Le jazz ici refait surface à maintes reprises : « She’s alive » et surtout le très trip hop jazz « My favourite things » (référence à John Coltrane ?), sorte d’orgie instrumentale tourbillonnante, qui fait penser à Buckshot LeFonque également. En atteste également « Take Off Your Cool », avec La chanteuse -représentant 20% des ventes totales de jazz de l’année 2003- j’ai nommé : Norah Jones.
La production, est encore une fois nickel. Une guitare sèche finit par donner cette première -fausse- impression de CD gentillet. C’est pourtant mal connaître OutKast, qui nous le rappele, comme beaucoup de CD de rap américain, dès que les bitch et ass font leur apparition. Les interludes sont toujours suaves musicalement, et plutôt crus -strong language bip bla bla-, mais non dénués d’humour pour ce qui est des paroles. Certains de ces interludes peuvent faire penser à ce que nous avons pu entendre par De La Soul et qui, si utilisés à outrance comme Prince Paul finissent par lasser et gâcher le CD. Mais, je vous rassure, ce n’est point le cas ici.
Dès « Happy Valentine’s day », le ton est donné : on va taper du pied, fredonner des mélodies enjouées, taper dans ses mains et tout le tintouin, dans une ambiance très proche des Red Hot Chili Peppers « Sir Psycho Sexy ». C’est ensuite une sorte de drum & bass qui est appelée à la rescousse sur « Spread ». L’ombre d’Earth Wind & Fire vient pointer le bout de son nez par des voix aériennes très mélodieuses et très justes, dans la bonne vieille tradition groove-soul-funk des années 80.

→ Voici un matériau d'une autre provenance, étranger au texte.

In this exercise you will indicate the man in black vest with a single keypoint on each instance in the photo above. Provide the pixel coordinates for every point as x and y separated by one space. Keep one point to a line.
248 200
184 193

« Hey Yai », single dont le clip passe en boucle sur les chaînes musicales, est véritabelment un très bon simple, mélangeant toutes les musiques noires au rock, ou le contraire, c’est selon, mais la mayonnaise prend bigrement bien, c’est clair. Ce que l’on sait moins c’est qu’Andre 2000 est vraiment un multi-instrumentiste avéré (synthé, batterie et boîtes à rythmes, guitare – ce que le clip illustre d’ailleurs).
Des titres comme « Love In War », qui lorgne du côté de la techno, ou « Vibrate » sont un peu plus politiques, et illustrent merveilleusement l’expérimentation sonore. Ceci pour dire qu’OutKast semble véritablement ici avoir eu pour ambition de tester, tel un laboratoire de recherche biologique, des sons et mélodies pour tenter de synthétiser les musiques noires de ces quatre dernières décennies. Rien de moins. « Vibrate » est un savant mélange de sons hip hop (rythmique à la Beastie Boys) et d’une trompette à la Miles Davis. Andre 2000 aime le jazz, cela ne fait aucun doute !
Le CD se clôt sur un rap au flow facile, fluide et rapide. Très bon disque.
Ce deuxième CD complète le premier dans sa couverture exploratrice des genres de la musique noire, avec un accent prononcé sur le jazz.